Datasets

Guides & Resources

Datasets are transformative. In education, they can help drive the exploration of educational trends, can be used to uncover key insights, and are instrumental in identifying improvements in both learning outcomes and instructional practices. They also serve as the foundation for artificial intelligence (AI), machine learning (ML), and data science, which are revolutionizing how education is delivered and experienced by students. By structuring complex information and streamlining analysis, they create a foundation for faster, more impactful innovation.

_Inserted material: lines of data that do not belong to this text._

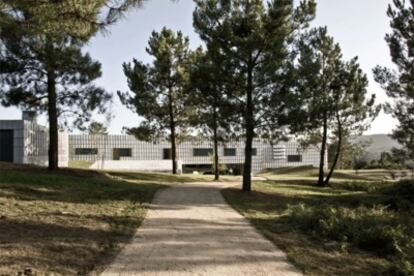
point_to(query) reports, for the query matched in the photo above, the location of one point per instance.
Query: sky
(359, 26)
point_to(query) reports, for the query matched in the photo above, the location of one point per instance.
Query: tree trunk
(321, 181)
(216, 156)
(173, 134)
(249, 120)
(52, 111)
(338, 152)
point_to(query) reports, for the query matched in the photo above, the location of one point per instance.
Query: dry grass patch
(321, 244)
(72, 222)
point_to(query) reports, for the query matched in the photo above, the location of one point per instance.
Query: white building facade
(26, 142)
(110, 151)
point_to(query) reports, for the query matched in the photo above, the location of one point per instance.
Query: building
(122, 151)
(26, 142)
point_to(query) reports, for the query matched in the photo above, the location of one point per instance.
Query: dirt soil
(191, 230)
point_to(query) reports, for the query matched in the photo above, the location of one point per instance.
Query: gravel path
(191, 230)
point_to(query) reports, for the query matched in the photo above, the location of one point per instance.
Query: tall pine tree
(49, 74)
(158, 90)
(253, 40)
(213, 113)
(333, 95)
(399, 83)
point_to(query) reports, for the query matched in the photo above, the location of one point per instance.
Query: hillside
(378, 143)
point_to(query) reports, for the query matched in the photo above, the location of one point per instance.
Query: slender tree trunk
(216, 156)
(52, 112)
(321, 181)
(173, 134)
(338, 152)
(249, 120)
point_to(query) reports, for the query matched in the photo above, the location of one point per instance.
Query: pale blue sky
(358, 25)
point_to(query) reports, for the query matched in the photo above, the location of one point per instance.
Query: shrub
(375, 229)
(400, 196)
(365, 186)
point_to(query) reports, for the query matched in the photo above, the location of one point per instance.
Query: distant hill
(379, 143)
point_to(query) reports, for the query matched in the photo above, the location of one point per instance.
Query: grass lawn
(68, 223)
(359, 226)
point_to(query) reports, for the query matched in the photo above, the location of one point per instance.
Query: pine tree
(52, 75)
(253, 42)
(399, 83)
(76, 18)
(213, 113)
(158, 90)
(333, 95)
(97, 128)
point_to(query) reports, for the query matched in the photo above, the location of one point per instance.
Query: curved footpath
(191, 230)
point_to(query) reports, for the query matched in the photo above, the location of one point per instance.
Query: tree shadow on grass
(52, 247)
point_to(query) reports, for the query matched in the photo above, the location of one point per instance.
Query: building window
(294, 158)
(86, 151)
(202, 152)
(166, 154)
(122, 152)
(230, 152)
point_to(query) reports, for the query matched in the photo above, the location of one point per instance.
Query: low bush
(363, 186)
(375, 229)
(400, 196)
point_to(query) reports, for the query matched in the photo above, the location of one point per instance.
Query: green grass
(357, 226)
(170, 178)
(68, 223)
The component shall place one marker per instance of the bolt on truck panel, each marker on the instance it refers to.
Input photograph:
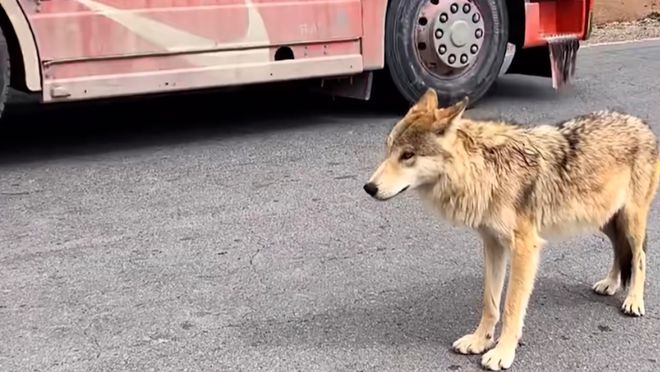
(81, 49)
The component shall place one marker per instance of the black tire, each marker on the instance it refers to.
(5, 72)
(412, 79)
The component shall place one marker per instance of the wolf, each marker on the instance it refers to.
(518, 186)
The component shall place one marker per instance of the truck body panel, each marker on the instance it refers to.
(81, 49)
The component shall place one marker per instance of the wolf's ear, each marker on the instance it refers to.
(428, 102)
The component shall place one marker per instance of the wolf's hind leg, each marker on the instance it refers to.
(633, 223)
(483, 337)
(620, 247)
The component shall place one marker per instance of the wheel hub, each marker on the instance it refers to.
(454, 29)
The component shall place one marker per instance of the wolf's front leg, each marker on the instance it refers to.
(482, 338)
(524, 263)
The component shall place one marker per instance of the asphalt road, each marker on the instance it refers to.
(189, 234)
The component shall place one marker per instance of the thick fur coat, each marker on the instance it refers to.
(517, 186)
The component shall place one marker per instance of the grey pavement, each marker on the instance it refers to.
(188, 234)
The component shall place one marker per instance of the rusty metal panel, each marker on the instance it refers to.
(79, 29)
(100, 48)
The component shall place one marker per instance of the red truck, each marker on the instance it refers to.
(66, 50)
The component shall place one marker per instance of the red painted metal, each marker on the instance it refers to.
(545, 19)
(101, 48)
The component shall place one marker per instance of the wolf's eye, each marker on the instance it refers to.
(407, 155)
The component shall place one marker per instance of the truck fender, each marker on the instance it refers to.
(20, 27)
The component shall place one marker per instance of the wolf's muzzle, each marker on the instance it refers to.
(371, 188)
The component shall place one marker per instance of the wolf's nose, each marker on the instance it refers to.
(371, 188)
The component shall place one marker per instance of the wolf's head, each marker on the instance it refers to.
(419, 148)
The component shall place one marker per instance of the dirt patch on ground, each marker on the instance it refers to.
(623, 10)
(647, 27)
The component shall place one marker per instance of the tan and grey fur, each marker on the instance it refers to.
(517, 186)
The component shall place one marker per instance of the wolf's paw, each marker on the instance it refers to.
(606, 287)
(473, 344)
(501, 357)
(633, 306)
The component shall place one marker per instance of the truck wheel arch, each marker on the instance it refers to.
(26, 71)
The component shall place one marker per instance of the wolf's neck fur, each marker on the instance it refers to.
(484, 153)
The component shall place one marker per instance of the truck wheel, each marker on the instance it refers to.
(4, 72)
(454, 46)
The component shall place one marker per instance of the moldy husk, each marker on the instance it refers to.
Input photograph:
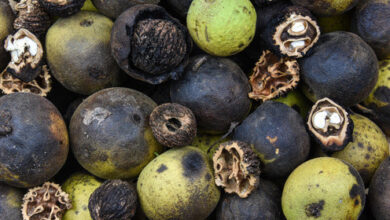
(236, 168)
(26, 55)
(330, 125)
(149, 44)
(62, 8)
(6, 28)
(273, 76)
(114, 199)
(291, 32)
(45, 202)
(32, 17)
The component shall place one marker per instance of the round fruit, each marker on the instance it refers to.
(34, 135)
(371, 23)
(10, 202)
(327, 7)
(378, 195)
(263, 203)
(149, 44)
(178, 184)
(6, 28)
(296, 100)
(323, 188)
(222, 27)
(80, 186)
(216, 90)
(378, 100)
(113, 8)
(78, 53)
(278, 135)
(110, 133)
(341, 67)
(368, 148)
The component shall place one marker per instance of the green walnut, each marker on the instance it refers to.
(222, 27)
(323, 188)
(178, 184)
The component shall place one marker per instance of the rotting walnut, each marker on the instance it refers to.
(32, 17)
(293, 32)
(149, 44)
(330, 125)
(113, 200)
(41, 85)
(45, 202)
(157, 46)
(26, 55)
(273, 76)
(237, 168)
(173, 125)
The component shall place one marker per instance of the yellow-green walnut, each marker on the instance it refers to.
(222, 27)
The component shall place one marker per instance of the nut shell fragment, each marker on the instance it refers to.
(330, 125)
(45, 202)
(41, 85)
(26, 55)
(273, 76)
(237, 168)
(173, 125)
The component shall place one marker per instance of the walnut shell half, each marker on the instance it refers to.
(237, 168)
(273, 76)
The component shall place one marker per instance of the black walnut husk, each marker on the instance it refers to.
(113, 200)
(291, 32)
(236, 168)
(336, 130)
(173, 125)
(149, 44)
(33, 17)
(62, 8)
(45, 202)
(273, 76)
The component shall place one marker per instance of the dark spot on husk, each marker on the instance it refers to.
(193, 164)
(162, 168)
(296, 108)
(382, 93)
(314, 209)
(208, 177)
(86, 22)
(96, 73)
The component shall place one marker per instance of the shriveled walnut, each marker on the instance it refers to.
(330, 125)
(47, 202)
(41, 85)
(26, 55)
(32, 17)
(292, 32)
(237, 168)
(273, 76)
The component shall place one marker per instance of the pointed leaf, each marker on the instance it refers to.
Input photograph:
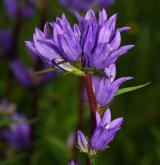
(130, 89)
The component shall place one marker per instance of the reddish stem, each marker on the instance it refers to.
(92, 100)
(80, 115)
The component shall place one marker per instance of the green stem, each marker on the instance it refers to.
(93, 161)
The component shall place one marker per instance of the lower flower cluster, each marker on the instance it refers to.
(103, 134)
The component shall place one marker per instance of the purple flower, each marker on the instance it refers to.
(5, 41)
(90, 44)
(25, 75)
(82, 142)
(106, 87)
(105, 131)
(25, 8)
(73, 163)
(103, 134)
(18, 135)
(74, 5)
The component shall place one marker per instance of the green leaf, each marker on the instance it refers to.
(44, 71)
(8, 122)
(14, 160)
(130, 89)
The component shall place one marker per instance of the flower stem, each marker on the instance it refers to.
(80, 115)
(36, 91)
(92, 100)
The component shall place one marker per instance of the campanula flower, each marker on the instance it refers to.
(5, 41)
(18, 134)
(90, 44)
(106, 87)
(105, 131)
(103, 134)
(74, 5)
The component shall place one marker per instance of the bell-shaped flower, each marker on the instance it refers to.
(82, 142)
(105, 131)
(106, 87)
(75, 5)
(90, 44)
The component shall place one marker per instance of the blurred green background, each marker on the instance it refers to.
(138, 143)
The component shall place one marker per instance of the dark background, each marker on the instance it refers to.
(138, 143)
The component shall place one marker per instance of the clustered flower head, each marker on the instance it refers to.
(103, 134)
(74, 5)
(90, 44)
(25, 8)
(106, 86)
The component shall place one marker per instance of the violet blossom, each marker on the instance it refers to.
(18, 134)
(5, 41)
(25, 8)
(106, 87)
(103, 134)
(74, 5)
(90, 44)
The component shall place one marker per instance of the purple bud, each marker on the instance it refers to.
(82, 142)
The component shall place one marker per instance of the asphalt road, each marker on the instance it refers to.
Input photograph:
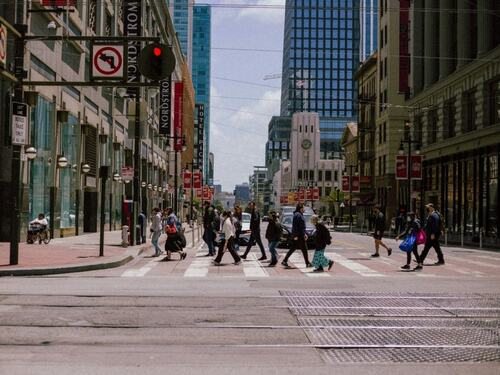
(366, 316)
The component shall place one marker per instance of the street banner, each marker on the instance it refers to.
(127, 173)
(200, 128)
(355, 184)
(301, 195)
(165, 106)
(186, 178)
(19, 123)
(132, 17)
(345, 183)
(404, 43)
(197, 180)
(316, 194)
(401, 167)
(178, 93)
(416, 167)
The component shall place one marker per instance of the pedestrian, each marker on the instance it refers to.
(413, 226)
(379, 232)
(208, 229)
(156, 229)
(299, 236)
(433, 228)
(255, 232)
(227, 240)
(323, 238)
(273, 236)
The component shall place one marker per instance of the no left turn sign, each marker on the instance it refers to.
(107, 61)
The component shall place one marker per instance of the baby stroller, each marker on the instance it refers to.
(175, 243)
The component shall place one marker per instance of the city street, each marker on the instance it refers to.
(365, 316)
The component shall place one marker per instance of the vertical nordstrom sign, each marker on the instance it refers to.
(132, 27)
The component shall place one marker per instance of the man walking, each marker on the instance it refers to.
(255, 232)
(432, 229)
(208, 229)
(379, 232)
(299, 236)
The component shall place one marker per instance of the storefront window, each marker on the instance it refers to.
(69, 147)
(42, 167)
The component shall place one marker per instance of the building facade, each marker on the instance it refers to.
(456, 116)
(320, 57)
(202, 21)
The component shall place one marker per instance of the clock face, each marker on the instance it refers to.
(306, 144)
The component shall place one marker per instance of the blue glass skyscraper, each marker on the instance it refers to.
(201, 69)
(320, 58)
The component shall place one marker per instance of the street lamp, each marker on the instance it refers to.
(401, 151)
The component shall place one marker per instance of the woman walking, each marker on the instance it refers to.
(323, 238)
(273, 236)
(227, 243)
(413, 226)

The Learning Agency strives to develop and disseminate datasets to support a wide range of professionals in education and technology. Our dataset work is grounded in three fundamental principles:

Inspiration – Enable users to create new ML models, adapt existing ones, or develop custom datasets that support their unique goals.
Education – Bridge the gap between machine learning, AI, and real-world educational applications.
Access – Make it easier to collaborate, share data, and build on the work of others across the broader learning engineering ecosystem.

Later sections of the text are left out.